The Library Book: Entering a Reader’s Dystopia

In Ray Bradbury’s memorable Farenheit 451, Montag is a fireman who is ordered to burn books inside a regime that has outlawed reading. On the sly, he starts saving a few books and reading them. He discovers the wizardry and power of pages. Just then, his wife squeals about his activities to the Authorities, who try to murder him.

He escapes the city, and meets a tribe of impoverished misfits, bibliophiles who are softly quoting snatches of Shakespeare and Proust, among other classical works.
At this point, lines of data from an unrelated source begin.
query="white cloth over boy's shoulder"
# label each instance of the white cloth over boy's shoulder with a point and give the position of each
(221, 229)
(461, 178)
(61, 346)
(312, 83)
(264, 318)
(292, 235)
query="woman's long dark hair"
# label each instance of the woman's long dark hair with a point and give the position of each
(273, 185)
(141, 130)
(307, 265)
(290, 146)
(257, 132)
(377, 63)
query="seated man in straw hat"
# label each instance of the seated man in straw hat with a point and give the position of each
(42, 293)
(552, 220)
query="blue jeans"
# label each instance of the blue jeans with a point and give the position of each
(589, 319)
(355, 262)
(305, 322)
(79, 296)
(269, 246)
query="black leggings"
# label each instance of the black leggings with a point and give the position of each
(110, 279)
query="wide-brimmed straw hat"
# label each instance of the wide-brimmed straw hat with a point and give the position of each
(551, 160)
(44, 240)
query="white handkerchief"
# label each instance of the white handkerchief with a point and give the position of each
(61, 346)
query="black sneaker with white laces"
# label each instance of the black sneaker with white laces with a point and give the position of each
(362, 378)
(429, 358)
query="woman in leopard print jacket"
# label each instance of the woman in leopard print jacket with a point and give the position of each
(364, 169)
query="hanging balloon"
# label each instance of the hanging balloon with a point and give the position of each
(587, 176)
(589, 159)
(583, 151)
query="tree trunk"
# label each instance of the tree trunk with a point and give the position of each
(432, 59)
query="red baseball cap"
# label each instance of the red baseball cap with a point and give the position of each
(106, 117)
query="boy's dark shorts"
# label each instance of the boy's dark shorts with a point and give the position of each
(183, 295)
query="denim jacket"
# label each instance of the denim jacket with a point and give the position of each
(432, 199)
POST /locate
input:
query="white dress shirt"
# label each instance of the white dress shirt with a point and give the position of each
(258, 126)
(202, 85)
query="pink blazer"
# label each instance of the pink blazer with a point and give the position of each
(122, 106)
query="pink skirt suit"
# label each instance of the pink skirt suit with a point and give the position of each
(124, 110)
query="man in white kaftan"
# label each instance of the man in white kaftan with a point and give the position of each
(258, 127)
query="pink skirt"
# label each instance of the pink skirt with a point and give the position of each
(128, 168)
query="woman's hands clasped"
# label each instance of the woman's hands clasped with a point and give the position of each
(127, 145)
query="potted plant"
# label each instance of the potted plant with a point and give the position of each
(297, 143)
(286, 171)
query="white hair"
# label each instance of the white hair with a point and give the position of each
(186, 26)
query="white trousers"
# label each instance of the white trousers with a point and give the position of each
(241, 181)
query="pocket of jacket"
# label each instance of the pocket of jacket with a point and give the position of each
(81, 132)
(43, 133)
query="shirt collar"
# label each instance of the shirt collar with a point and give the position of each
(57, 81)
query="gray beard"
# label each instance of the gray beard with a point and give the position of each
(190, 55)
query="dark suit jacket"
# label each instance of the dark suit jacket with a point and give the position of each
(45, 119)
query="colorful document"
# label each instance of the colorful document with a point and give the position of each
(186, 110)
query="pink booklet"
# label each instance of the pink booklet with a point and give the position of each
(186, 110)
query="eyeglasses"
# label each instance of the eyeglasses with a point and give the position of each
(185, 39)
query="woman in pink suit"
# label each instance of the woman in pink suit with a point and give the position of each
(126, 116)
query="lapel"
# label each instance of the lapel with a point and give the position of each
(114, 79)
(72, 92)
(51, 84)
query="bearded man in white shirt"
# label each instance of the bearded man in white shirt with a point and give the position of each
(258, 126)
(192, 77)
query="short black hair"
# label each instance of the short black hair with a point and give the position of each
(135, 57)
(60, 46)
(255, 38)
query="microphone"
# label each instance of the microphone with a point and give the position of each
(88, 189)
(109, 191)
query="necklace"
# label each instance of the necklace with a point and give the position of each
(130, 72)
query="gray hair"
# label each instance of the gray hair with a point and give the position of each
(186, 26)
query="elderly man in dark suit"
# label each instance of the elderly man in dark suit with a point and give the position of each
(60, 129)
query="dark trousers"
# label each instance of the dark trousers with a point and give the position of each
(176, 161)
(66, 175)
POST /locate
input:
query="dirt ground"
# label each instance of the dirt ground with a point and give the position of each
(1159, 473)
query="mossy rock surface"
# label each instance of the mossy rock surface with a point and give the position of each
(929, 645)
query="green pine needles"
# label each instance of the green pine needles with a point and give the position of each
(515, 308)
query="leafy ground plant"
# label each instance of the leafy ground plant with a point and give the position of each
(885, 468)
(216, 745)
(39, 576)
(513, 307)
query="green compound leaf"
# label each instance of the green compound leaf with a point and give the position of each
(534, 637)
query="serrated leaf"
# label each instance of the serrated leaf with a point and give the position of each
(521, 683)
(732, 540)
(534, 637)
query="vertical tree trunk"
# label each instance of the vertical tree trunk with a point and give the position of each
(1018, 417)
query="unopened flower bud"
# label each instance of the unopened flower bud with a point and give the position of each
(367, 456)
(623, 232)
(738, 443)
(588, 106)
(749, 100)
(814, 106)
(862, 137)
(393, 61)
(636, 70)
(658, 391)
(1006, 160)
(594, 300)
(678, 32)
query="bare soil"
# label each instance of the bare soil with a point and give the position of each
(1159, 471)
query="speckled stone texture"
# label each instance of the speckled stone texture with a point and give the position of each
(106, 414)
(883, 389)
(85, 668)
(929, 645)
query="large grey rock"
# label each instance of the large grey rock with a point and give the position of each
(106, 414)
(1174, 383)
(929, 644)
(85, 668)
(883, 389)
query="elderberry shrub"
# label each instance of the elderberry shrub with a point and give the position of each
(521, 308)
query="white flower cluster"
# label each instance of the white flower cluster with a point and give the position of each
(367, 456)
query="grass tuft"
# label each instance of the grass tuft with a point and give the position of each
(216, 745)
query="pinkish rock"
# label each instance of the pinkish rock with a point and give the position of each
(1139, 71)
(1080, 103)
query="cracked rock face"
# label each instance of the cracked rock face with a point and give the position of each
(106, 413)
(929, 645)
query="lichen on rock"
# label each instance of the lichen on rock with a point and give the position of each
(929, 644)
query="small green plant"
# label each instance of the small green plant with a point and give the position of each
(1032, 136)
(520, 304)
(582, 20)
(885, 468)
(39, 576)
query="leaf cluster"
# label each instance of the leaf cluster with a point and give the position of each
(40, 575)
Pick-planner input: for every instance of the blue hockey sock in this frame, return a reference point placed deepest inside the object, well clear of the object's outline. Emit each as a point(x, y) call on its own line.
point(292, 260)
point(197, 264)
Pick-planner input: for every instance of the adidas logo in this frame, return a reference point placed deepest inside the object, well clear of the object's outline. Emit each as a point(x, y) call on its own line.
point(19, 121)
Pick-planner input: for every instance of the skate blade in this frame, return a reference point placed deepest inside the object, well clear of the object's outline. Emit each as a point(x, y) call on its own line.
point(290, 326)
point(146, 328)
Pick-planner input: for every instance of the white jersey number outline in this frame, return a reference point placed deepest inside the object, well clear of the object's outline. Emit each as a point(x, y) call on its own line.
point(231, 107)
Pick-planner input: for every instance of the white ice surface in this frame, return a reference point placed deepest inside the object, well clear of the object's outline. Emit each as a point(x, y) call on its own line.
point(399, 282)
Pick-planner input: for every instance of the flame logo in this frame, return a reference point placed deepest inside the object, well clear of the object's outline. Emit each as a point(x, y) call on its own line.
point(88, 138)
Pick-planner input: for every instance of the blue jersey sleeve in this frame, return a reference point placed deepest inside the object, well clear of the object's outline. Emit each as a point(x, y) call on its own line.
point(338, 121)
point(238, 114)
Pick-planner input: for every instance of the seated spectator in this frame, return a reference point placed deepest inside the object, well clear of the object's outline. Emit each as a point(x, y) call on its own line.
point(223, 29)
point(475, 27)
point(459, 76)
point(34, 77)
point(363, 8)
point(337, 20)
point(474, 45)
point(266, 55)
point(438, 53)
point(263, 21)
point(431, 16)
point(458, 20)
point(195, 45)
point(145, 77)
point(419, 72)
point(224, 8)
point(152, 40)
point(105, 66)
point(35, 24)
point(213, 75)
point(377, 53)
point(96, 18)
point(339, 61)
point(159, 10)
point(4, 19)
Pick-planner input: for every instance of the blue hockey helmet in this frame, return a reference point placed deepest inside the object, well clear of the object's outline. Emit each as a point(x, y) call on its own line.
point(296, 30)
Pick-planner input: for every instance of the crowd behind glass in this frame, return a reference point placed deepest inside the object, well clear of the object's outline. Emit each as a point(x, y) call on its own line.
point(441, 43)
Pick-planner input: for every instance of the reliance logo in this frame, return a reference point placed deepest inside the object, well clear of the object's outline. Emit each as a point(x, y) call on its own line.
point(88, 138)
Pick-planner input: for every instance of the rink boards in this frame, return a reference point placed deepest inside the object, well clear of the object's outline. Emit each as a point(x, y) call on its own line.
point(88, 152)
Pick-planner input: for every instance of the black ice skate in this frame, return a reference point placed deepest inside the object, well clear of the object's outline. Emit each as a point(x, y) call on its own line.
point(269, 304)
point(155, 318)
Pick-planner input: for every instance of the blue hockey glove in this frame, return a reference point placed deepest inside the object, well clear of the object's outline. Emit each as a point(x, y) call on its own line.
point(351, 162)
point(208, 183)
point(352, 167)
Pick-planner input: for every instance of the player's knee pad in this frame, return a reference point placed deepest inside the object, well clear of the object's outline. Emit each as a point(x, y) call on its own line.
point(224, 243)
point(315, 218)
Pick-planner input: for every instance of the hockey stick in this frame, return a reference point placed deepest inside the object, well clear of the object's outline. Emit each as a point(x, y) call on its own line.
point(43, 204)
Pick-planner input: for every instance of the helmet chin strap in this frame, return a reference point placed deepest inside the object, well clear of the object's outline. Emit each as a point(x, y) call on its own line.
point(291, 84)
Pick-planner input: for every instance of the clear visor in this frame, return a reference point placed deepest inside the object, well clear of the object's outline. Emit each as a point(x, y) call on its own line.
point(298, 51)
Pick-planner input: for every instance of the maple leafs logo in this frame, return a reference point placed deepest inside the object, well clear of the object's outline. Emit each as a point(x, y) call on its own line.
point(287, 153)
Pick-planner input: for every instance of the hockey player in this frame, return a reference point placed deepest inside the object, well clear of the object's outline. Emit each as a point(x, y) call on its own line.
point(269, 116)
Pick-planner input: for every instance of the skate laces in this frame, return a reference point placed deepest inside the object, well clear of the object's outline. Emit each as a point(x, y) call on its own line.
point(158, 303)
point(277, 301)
He realizes that they are consciously memorizing the contents of books in order to pass on their knowledge to future generations as oral storytellers.

It’s a form of transmission that Sridhar Balan champions, to save future generations from the distracting seductions of devices, and even perhaps, from themselves.

References:

Balan, Sridhar, Off the Shelf: On Books, Book People and Places, Speaking Tiger, Delhi, 2019.

Orlean, Susan, The Library Book, Simon and Schuster, New York, 2018.

One thought on “Sridhar Balan, Author, Publishing Veteran and Literary Columnist, Charts A Bibliophile’s Journey”

  1. Just a random thought.Alexander had the library at Persepolis burnt to take revenge. ..must have been the prized possession of the Persians.The power of the written word is strong indeed.
    Waiting to get my copy of Sridar Balan’s book.